Suppose the 8 VP is worth <6> to P1, but <11> to P2 (for simplicity I’ve picked integer values but this probably isn’t the case). Consider P1’s decision. If P1 bids <6>, P2 can get it for <7>, which is “surplus” of <4> to P2. But if P1 bids <10> (so that P2 can’t get any surplus from bidding) P2 will recognize that and let P1 have it, for a surplus of -<4> to P1. So P1 wants to split the difference so that P2 doesn’t have any much better options (this is a “Nash equilibrium” in game theory). If P1 bids <8>, then P2 gets a surplus of <2> from bidding and P1 get a surplus of -<2> if P2 doesn’t bid. Both of these are a better outcome for P1 than if P1 naively bids their value of <6>. And P1 can’t reduce P2 below a surplus of <2> / boost themself above a surplus is -<2> at the same time, so <8> is the best bid.

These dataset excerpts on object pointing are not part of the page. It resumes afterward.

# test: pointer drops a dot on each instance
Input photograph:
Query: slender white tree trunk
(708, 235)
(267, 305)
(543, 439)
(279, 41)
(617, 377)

Now suppose the opposite is true and the 8 VP is worth <11> to P1, but <6> to P2. P1 definitely doesn’t want to bid their value of <11> because then they get zero surplus. But P1 doesn’t want to bid only <6>, P2’s value, either, because then P2 will overbid and get it for <7> and only -<1> surplus. P1 bidding <8> means that P2 can overbid but has to take a -<3> surplus, or if P2 doesn’t bid P1 gets a <3> surplus. So <8> is also the correct bid here.
Now, what is 8 VP worth in debt? If it’s time to start greening, +8 VP is more than a Province and it’s an advantage that it doesn’t clog your deck (Tournament games excepted). Also, it’s easier to pay <8> than it is to hit $8 in one turn because you can spread it over multiple turns. So if both players are ready to green by buying Provinces, the winning bid should be more than <8>. If you have the same value as your opponent (let’s say <10.5>), then the strategy as P1 is to bid just less than that value. So P1 bids <10> in this case, and P2 can’t overcall without bidding more than their value.
Purely speculating, but the person gaining the first Province will have the upper-hand. If I gain it, then even if my opponent doesn't want/need the VP, they will still pretty much have to bid at least something for it, so that I don't get it for free. And then, I'll have the option of just letting them rack up the debt if I want. It reminds me of the you-cut-I'll-choose situation -- the cutter's (the one not gaining the first Province) best-case-scenario is they get an even share of the cake, while they chooser's (the one gaining the first Province) worst-case-scenario is they get an even share of the cake and their best-case is they get everything. Not a 100% comparison, I just thought of it.
You can see from the example above that the person who gains the first Province does not inherently have the upper hand. If values are equal, the first player to bid (the player after the one who bought the Province) does better. Intuitively, that happens because you need to overcall by <1> to win. The key to doing well is to have a higher valuation in debt for the 8 VP than your opponent, which may be related to being able to buy Province first - not the order of bidding.
Why would players have different valuations in debt for the VP? You may be ready to green and your opponent isn’t. For example, you’re playing a money strategy while they’re building an engine that hasn’t built a lot of economy yet and doesn’t have gainers so debt would be crippling. Or they’re playing a strategy that involves a lower money density (such as a Gardens or Silk Roads slog without gainers) and would lose many turns.
What about 3+ players? The bidding logic outlined above still applicable, but is more complicated. Also, players may prefer that one of their opponents win the bid as opposed to the other.